Stok Beras SPHP di Pasar Masih Tersendat, Satgas Pangan Ungkap Hambatannya

Posted on

Stok Beras di Retail Modern Masih Tersendat

Stok beras stabilisasi pasokan dan harga pangan (SPHP) di ritel modern saat ini masih mengalami penurunan. Padahal, Bulog telah menyalurkan sebanyak 7.000 ton beras SPHP setiap harinya. Namun, distribusi beras tersebut belum sepenuhnya merata ke berbagai toko ritel modern.

Menurut Kepala Satuan Tugas Pangan Polri, Helfi Assegaf, kendala utama dalam distribusi beras SPHP adalah proses pendataan yang masih berlangsung. Ia menjelaskan bahwa pihaknya bersama Bulog dan Bapanas sedang melakukan pendataan terhadap daerah-daerah yang sebelumnya menjadi wilayah distribusi produsen beras premium.

“Kami sedang memetakan dan meminta data agar wilayah-wilayah tersebut bisa segera diisi oleh Bulog,” ujarnya dalam acara diskusi di Ombudsman RI, Selasa (26/8).

Selain itu, pengiriman beras SPHP ke ritel modern juga masih terkendala karena beberapa persyaratan tambahan. Salah satunya adalah adanya perjanjian kerja sama antara ritel dan Bulog. Selain itu, ritel juga harus mengajukan pre order (PO) kepada Bulog sebelum dapat menerima pasokan beras SPHP.

“Masalahnya banyak, tidak semudah yang dilihat. Perlu waktu dan proses. Beberapa pihak yang sudah memiliki izin kerja sama pun belum mengajukan PO karena belum ada instruksi,” jelas Helfi.

Ia juga meminta Bulog untuk segera memproses pemenuhan beras SPHP ke ritel modern, termasuk menyelesaikan semua perizinan dan pengajuan PO dari pihak ritel. Menurutnya, dalam beberapa hari ke depan, Bulog akan segera memenuhi permintaan ritel dengan kualitas beras yang tidak kalah dengan beras komersial.
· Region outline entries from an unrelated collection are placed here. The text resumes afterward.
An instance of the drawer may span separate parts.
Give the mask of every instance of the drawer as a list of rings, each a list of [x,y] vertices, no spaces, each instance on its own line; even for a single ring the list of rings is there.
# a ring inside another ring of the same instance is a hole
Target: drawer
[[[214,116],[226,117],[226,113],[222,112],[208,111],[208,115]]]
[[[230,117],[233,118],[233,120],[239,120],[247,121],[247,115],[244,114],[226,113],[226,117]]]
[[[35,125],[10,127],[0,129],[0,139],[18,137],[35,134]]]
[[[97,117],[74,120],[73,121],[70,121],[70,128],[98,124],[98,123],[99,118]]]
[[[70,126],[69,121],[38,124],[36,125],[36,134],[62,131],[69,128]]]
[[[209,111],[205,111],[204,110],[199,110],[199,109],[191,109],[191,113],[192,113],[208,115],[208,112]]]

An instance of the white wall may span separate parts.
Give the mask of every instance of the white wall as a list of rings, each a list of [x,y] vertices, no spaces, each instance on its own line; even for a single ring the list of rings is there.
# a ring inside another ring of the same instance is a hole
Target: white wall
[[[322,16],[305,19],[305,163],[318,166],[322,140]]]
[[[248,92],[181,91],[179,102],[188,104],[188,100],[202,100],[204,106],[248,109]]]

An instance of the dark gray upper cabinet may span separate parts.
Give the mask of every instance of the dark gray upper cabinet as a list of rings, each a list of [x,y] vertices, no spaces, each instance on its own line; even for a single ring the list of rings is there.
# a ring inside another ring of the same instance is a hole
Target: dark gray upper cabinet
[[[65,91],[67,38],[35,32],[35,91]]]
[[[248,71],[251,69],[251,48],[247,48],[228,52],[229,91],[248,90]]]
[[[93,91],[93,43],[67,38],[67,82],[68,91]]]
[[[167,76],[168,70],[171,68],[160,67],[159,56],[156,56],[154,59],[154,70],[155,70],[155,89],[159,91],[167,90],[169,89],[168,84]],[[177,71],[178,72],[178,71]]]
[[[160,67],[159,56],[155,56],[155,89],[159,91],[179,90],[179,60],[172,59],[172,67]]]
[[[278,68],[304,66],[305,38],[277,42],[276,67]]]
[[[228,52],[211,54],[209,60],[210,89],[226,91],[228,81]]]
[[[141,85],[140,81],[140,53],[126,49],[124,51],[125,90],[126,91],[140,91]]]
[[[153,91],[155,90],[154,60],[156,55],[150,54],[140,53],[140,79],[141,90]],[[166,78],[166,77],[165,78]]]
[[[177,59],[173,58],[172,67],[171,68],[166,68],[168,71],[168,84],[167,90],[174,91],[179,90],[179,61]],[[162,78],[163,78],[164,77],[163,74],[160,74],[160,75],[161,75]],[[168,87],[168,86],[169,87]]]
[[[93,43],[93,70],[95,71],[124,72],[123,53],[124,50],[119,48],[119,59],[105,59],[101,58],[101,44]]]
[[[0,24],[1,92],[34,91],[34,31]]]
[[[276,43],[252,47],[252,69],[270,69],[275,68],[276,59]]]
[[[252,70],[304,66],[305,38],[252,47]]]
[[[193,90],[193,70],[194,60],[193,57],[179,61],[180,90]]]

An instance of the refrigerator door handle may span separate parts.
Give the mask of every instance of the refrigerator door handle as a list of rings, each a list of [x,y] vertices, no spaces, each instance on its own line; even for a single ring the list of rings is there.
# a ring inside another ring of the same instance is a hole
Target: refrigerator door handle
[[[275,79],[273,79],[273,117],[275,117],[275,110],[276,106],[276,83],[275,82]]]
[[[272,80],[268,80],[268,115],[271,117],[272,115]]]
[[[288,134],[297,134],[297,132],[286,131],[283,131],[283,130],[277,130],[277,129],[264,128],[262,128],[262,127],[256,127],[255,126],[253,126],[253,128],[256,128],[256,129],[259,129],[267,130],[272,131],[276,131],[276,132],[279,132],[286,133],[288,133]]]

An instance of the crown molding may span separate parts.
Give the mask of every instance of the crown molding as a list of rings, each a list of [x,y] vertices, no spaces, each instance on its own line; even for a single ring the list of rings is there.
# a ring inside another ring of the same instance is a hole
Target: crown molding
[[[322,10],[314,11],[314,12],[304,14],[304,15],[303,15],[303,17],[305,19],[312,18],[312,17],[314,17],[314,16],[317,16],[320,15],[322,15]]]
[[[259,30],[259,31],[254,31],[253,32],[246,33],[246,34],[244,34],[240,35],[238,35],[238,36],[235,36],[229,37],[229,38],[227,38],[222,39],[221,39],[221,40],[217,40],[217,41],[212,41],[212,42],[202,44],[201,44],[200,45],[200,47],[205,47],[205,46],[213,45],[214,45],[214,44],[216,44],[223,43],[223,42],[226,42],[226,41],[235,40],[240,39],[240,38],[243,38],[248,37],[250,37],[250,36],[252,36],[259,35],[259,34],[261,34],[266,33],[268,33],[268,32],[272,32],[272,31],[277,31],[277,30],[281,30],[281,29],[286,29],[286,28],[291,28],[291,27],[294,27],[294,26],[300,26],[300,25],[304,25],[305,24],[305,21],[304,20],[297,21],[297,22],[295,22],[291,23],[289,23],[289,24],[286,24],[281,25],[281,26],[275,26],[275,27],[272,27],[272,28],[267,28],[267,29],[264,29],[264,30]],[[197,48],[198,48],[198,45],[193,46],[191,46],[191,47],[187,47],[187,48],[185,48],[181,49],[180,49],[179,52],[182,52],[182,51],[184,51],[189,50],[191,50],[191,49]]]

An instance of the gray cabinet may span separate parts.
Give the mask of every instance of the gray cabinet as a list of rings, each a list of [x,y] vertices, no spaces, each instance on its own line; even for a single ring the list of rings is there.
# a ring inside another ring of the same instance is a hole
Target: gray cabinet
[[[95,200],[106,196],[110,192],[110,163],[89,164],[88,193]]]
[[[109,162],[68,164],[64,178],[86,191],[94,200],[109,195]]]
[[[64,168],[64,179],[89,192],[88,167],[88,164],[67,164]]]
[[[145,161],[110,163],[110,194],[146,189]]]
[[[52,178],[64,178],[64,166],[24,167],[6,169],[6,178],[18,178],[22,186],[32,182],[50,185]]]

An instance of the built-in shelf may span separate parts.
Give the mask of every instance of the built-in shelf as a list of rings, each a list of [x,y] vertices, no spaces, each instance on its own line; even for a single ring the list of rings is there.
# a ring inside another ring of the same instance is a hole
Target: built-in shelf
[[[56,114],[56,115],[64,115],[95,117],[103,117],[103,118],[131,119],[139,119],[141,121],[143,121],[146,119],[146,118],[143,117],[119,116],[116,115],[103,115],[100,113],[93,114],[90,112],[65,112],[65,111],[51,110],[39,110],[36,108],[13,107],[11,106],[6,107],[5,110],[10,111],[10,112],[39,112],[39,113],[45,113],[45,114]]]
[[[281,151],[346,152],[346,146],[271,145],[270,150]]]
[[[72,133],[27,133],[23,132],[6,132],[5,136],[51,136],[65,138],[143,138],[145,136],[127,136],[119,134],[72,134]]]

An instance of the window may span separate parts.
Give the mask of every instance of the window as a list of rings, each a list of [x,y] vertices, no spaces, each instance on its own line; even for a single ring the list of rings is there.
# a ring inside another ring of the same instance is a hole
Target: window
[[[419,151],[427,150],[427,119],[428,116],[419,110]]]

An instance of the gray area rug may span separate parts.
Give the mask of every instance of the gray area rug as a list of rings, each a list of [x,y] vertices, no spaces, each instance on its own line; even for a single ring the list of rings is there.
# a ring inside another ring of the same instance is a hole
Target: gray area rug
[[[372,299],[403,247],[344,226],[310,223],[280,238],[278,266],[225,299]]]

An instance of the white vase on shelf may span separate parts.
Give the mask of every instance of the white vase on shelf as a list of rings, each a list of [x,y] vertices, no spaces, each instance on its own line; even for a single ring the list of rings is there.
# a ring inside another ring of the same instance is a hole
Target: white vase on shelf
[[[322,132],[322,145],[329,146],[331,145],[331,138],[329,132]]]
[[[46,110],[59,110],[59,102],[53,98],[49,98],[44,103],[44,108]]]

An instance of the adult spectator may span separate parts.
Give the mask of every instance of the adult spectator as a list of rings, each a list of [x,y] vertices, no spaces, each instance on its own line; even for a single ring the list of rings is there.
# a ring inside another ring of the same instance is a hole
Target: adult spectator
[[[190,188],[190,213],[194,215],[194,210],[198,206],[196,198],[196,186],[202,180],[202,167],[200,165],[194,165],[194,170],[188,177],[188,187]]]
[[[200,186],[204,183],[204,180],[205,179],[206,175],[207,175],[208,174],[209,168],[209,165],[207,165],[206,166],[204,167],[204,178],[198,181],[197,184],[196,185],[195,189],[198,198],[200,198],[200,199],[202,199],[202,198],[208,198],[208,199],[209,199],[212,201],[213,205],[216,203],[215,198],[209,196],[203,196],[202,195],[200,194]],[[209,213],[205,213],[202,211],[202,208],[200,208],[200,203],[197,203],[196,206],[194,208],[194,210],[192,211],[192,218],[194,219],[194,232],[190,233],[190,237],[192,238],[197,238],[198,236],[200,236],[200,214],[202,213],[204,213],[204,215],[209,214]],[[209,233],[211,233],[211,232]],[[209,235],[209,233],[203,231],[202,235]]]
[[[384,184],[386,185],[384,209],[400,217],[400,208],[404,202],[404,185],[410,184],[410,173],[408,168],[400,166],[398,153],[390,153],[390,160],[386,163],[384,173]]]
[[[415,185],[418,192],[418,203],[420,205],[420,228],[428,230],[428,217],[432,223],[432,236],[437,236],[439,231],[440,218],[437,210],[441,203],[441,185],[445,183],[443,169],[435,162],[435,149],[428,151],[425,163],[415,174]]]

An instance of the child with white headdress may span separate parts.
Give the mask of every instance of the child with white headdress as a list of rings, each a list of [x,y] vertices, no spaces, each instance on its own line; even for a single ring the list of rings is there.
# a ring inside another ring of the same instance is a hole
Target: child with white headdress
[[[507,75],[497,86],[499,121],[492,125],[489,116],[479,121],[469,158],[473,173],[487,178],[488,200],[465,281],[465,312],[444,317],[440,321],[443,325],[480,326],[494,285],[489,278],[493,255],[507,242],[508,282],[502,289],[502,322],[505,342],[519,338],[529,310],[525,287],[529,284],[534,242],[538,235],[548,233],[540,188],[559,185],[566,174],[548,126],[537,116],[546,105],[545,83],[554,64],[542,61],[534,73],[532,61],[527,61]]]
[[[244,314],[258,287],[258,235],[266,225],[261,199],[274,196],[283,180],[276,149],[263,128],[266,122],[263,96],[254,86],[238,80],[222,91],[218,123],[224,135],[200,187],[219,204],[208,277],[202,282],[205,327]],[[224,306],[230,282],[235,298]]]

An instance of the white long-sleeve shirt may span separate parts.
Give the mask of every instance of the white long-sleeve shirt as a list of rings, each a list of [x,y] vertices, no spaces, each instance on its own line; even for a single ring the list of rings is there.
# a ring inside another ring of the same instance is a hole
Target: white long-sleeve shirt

Penertiban Tata Kelola Beras Pasca Kasus Beras Oplosan

Pemerintah saat ini tengah melakukan penertiban tata kelola beras setelah munculnya kasus beras oplosan yang melibatkan sejumlah merek atau produsen beras premium. Akibatnya, beras-beras premium tersebut kini tidak lagi tersedia di ritel modern. Untuk menggantikannya, pemerintah menyalurkan beras SPHP agar pasokan tetap terpenuhi.

Helfi menjelaskan alasan beras premium kosong di ritel modern karena aksi penghabisan stok yang dilakukan oleh produsen. Produsen beras premium memutuskan untuk tidak lagi memenuhi pasokan ke ritel setelah kasus beras oplosan terungkap.

“Mereka takut ditangkap,” katanya. Hal ini menyebabkan penurunan jumlah stok beras yang tersedia di gerai ritel modern.

Ketersediaan Beras SPHP di Ritel Modern

Sejak hampir dua bulan lalu kasus pelanggaran standar beras premium muncul, ketersediaan beras premium di ritel modern masih terbatas. Bahkan, pasokan beras SPHP pun belum merata di semua jaringan ritel modern.

Berdasarkan pantauan PasarModern.com di kawasan Pasar Rumput, hanya satu dari tiga ritel modern yang menyediakan beras SPHP. Ritel lain hanya memajang beras premium dari satu produsen, yakni PT Padi Indonesia Maju (anak usaha Wilmar Group) dengan merek Sania.

Seorang pegawai ritel modern, Aini, mengatakan bahwa pasokan beras premium yang diterimanya selama sebulan terakhir hanya Sania. Beras SPHP baru masuk pekan ini dengan jumlah sangat terbatas.

“Pengiriman beras premium dari produsen swasta dan beras SPHP tidak menentu datangnya. Sering kali hanya 10 kemasan per pekan,” ujar Aini.

Ia menjelaskan bahwa tokonya hanya menerima lima kemasan ukuran 5 kilogram setiap dua hari sekali. Akibatnya, pasokan beras premium yang masuk ke gerai tersebut hanya sekitar 10 kilogram per pekan.

Jumlah varian beras premium yang sebelumnya mencapai delapan jenis pun kini berkurang drastis menjadi satu jenis per pekan karena selalu habis terjual begitu dikirimkan dari pusat distribusi.